Damu Sherpa’s comments underline the emotional turmoil for families when ritual and rescue collide; relatives were midway through funeral rites and only paused them after visual confirmation. Pemba Sherpa of 8K Expeditions provided operational context, noting the earlier helicopter searches that had failed to locate Dawa.

Unconfirmed

  • Whether Dawa’s satellite phone and radio were functioning during the period he was missing remains unclear; reports mention devices but their status is not independently verified.
  • The precise sequence of events that led to his separation from colleagues—whether rest, aid to his client, or sudden weather change—has not been fully reconstructed.
  • Details about any supplemental oxygen Dawa may have had or used during the days he was missing have not been confirmed by medical or expedition records.

Bottom line

Dawa Sherpa’s survival after nearly a week missing on Everest is an exceptional and human story amid a season marked by record traffic and several fatalities.
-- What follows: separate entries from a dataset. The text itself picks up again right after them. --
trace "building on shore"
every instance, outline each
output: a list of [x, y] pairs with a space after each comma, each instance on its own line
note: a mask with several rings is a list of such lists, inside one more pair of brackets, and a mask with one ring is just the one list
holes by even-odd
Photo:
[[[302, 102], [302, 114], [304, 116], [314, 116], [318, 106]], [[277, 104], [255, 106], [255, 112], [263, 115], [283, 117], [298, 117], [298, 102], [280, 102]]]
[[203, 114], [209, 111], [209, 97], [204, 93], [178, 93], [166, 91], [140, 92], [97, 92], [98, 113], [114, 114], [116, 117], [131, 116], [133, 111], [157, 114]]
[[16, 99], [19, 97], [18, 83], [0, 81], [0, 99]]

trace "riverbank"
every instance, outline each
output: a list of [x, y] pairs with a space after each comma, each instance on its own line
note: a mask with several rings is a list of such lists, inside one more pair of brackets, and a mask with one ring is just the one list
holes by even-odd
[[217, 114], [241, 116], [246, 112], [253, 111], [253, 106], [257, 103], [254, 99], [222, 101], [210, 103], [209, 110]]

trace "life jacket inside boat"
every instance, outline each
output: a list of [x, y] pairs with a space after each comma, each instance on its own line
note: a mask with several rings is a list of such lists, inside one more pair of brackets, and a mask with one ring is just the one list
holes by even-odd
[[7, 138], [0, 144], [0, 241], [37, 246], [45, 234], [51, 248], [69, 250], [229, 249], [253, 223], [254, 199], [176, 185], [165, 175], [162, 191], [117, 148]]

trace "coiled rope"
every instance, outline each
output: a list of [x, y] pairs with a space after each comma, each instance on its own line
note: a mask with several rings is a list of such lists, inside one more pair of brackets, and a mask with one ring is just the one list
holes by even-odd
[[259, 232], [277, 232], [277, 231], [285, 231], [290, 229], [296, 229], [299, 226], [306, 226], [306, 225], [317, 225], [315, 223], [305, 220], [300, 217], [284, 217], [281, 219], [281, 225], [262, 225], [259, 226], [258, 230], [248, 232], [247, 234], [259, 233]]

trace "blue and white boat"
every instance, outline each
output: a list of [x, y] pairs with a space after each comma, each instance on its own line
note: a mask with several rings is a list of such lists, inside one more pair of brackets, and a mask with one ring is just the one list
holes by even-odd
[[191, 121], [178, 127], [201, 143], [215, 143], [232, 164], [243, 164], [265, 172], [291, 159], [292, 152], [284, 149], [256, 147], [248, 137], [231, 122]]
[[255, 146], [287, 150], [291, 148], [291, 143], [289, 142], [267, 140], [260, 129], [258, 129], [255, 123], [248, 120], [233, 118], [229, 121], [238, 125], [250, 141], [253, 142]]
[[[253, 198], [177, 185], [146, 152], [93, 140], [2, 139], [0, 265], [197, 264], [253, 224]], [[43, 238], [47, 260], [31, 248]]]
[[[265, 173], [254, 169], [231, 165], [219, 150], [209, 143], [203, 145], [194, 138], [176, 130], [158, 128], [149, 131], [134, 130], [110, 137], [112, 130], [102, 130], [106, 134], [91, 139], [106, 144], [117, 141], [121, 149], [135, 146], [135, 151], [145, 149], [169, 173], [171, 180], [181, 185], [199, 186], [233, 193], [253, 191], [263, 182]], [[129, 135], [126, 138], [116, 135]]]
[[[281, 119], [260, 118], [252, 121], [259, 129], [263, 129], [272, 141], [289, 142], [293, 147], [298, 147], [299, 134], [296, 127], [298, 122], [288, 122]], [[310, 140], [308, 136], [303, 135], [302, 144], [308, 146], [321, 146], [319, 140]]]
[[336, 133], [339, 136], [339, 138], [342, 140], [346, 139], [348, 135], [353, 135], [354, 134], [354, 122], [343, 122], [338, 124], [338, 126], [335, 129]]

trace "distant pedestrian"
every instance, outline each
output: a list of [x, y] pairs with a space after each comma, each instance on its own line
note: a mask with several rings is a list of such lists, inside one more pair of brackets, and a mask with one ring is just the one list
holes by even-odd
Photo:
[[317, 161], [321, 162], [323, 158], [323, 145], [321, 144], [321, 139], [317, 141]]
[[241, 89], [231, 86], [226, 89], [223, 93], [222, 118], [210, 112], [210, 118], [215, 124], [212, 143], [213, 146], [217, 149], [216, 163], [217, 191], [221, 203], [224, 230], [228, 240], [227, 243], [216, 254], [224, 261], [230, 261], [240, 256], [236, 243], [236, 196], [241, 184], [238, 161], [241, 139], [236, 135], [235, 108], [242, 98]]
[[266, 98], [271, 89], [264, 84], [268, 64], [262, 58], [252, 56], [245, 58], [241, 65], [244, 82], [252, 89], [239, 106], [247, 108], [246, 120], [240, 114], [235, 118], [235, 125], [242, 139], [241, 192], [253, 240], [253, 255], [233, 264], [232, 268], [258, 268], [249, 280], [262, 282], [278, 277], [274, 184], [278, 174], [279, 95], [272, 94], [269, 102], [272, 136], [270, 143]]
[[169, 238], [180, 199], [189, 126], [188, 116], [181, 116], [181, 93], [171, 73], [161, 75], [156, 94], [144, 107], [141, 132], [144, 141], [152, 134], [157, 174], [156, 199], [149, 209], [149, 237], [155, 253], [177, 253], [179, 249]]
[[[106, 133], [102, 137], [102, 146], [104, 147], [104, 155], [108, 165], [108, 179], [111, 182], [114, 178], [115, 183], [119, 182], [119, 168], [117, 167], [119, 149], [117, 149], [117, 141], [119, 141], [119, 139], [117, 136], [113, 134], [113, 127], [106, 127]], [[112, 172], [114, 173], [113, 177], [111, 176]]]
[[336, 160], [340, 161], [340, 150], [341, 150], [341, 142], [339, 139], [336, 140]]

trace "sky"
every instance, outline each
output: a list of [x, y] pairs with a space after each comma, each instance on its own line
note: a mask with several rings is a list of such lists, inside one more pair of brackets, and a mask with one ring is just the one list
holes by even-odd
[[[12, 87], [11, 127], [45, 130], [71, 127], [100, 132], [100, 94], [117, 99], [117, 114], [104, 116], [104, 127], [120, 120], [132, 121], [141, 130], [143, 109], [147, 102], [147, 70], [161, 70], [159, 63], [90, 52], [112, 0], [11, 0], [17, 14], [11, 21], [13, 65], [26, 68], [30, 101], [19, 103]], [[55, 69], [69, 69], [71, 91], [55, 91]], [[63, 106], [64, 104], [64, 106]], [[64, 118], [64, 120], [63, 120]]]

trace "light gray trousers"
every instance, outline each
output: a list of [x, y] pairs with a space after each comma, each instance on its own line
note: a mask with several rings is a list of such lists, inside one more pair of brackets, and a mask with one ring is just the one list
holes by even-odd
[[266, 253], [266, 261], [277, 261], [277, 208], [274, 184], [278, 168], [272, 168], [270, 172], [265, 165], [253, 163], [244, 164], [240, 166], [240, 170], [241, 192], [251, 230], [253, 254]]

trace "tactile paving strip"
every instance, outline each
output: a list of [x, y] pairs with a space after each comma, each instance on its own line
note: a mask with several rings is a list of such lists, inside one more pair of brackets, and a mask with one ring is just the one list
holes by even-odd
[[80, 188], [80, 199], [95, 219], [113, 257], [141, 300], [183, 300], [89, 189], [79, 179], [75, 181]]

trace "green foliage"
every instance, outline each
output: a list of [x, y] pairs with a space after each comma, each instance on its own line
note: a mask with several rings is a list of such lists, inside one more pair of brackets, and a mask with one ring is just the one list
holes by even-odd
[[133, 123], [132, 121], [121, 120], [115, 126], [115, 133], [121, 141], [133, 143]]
The recovery underscores the capability and limits of current high-altitude search operations: local route crews and coordination between operators can be decisive, but weather, terrain and crowding continue to constrain response times.

For regulators and expedition leaders, the incident is likely to renew calls for stronger communication protocols, clearer client-to-guide responsibilities and possibly tighter limits on how many teams operate simultaneously in critical sections of the route. For families and the climbing community, the episode is a reminder of both the risks of commercial high-altitude climbing and the deep cultural stakes tied to life-and-death events in Nepal.